Figure 5. Chemotherapy treatment extends survival of tumor bearing mice with tumor response in vivo not retained in cell culture

(A) Mice with Trp53^Δ/ΔRb1^Δ/Δ lungs were treated with a chemotherapy regime mimicking standard-of-care treatment for human SCLC patients with six weekly cycles (Cyc1–6) of chemotherapy consisting of cisplatin (6 mg/kg/day) and etoposide (12 mg/kg/day) intraperitoneally administered on the first day followed by additional administration of etoposide (12 mg/kg/day) on days 2 and 3. Three MRIs were performed during the course of treatment: before treatment to confirm tumor presence and serve as baseline, after cycle 4, and after cycle 6. (B) Chemotherapy treatment significantly prolonged survival (p=0.0184) of Trp53^Δ/ΔRb1^Δ/Δ mice with median survivals of 6.7 and 5.5 months for chemotherapy treated and vehicle control mice, respectively. Kaplan-Meier curves represent mice that died or were sacrificed when moribund or after losing > 10% body weight. (C) Trp53^Δ/ΔRb1^Δ/Δ tumors in an individual mouse have differing responses to chemotherapy. Tumors were imaged by MRI and volumes quantified before treatment, after cycle 4 and after cycle 6. Representative images of tumors (outlined in yellow) within a single mouse and graph showing corresponding tumor volumes over time are shown. Examples of a tumor refractory to chemotherapy (A), stable disease followed by tumor progression (chemoresistant tumor) (B) and a chemosensitive tumor (C) are depicted. (D) Trp53^Δ/ΔRb1^Δ/Δ primary cell cultures were established from chemoresistant (R1 and R2) and chemosensitive (S1) lung tumors. (E) Chemotherapeutic response of tumors in vivo is not retained in cell culture. Cells derived from R1, R2 and S1 tumors were all growth inhibited by cisplatin/etoposide (Cis/Eto) treatment at 1 μM and 10 μM doses as compared to vehicle treated controls in a 2D culture system as assessed by WST-1 assay. (F) Similar cisplatin/etoposide induced decreased cell viability was seen for cells from both chemoresistant and chemosensitive tumors grown in the 3D NanoCulture system. Cells were grown for 7 days and then treated with Cis/Eto (1 μM and 10 μM) for 5–7 days. Cell viability was significantly decreased at both concentrations of Cis/Eto irrespective of tumor response in vivo as assessed by CellTiter-Glo assay. Results in E–F are representative of three independent experiments with data represented as mean ± SD (n=4 (E) and 3 (F) wells/group). * p<0.05 and *** p<0.001.
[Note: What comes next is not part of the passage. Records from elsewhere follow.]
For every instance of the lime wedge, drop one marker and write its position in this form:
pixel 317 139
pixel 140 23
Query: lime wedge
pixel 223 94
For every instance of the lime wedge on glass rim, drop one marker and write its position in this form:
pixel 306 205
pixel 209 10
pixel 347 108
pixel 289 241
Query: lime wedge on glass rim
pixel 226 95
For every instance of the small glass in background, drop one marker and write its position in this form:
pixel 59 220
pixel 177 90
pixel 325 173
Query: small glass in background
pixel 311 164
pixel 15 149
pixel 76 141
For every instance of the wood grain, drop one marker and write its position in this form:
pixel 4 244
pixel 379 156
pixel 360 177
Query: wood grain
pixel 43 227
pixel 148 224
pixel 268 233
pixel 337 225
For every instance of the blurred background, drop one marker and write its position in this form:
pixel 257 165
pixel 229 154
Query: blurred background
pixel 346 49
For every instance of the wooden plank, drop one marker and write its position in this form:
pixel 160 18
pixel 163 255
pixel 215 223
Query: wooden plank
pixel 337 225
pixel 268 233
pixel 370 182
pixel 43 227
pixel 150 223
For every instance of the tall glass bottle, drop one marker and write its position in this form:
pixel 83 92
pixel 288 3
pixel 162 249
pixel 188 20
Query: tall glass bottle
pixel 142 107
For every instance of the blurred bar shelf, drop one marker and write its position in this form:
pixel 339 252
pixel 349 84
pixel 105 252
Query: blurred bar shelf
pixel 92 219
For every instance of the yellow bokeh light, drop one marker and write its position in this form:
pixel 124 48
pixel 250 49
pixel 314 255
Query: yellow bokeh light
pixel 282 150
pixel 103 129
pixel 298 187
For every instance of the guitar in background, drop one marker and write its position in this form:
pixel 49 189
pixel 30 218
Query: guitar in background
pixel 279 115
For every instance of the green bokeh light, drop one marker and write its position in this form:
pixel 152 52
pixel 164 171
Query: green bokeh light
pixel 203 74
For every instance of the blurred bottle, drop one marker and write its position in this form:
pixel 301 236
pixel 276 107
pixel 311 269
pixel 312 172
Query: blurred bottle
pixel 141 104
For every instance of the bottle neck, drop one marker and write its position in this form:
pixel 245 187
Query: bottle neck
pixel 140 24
Figure 6. R270H has mutant specific gain-of-function effects that decrease efficacy of cisplatin/etoposide treatment

(A) An overall significant tumor response to cisplatin/etoposide treatment was present in mice with Trp53^Δ/ΔRb1^Δ/Δ tumors as compared to vehicle treated mice after 4 cycles of treatment. Table indicates number of tumors with complete response (CR), partial response (PR), stable disease (SD) and progressive disease (PD) in vehicle and chemotherapy treated mice with Trp53^Δ/ΔRb1^Δ/Δ lungs. Graph depicts overall response with 40% of tumors responding to chemotherapy treatment as CR, PR or SD vs 10% of tumors with SD in vehicle treated control mice. (B) Cisplatin/etoposide treatment was significantly less effective in Trp53^R270H/ΔRb1^Δ/Δ lung tumors as compared to Trp53^Δ/ΔRb1^Δ/Δ and Trp53^R172H/ΔRb1^Δ/Δ lung tumors. Tables and graphs indicate the number and percentage of tumors with CR, PR, SD and PD after cycle 4 (left) and after cycle 6 (right). Overall response of Trp53^R270H/ΔRb1^Δ/Δ lung tumors to chemotherapy treatment was statistically significantly reduced as compared to Trp53^Δ/ΔRb1^Δ/Δ lung tumors after cycle 4, and Trp53^Δ/ΔRb1^Δ/Δ and Trp53^R172H/ΔRb1^Δ/Δ lung tumors after cycle 6. Logistic regression was used to analyze tumor response with p values indicated in the graphs.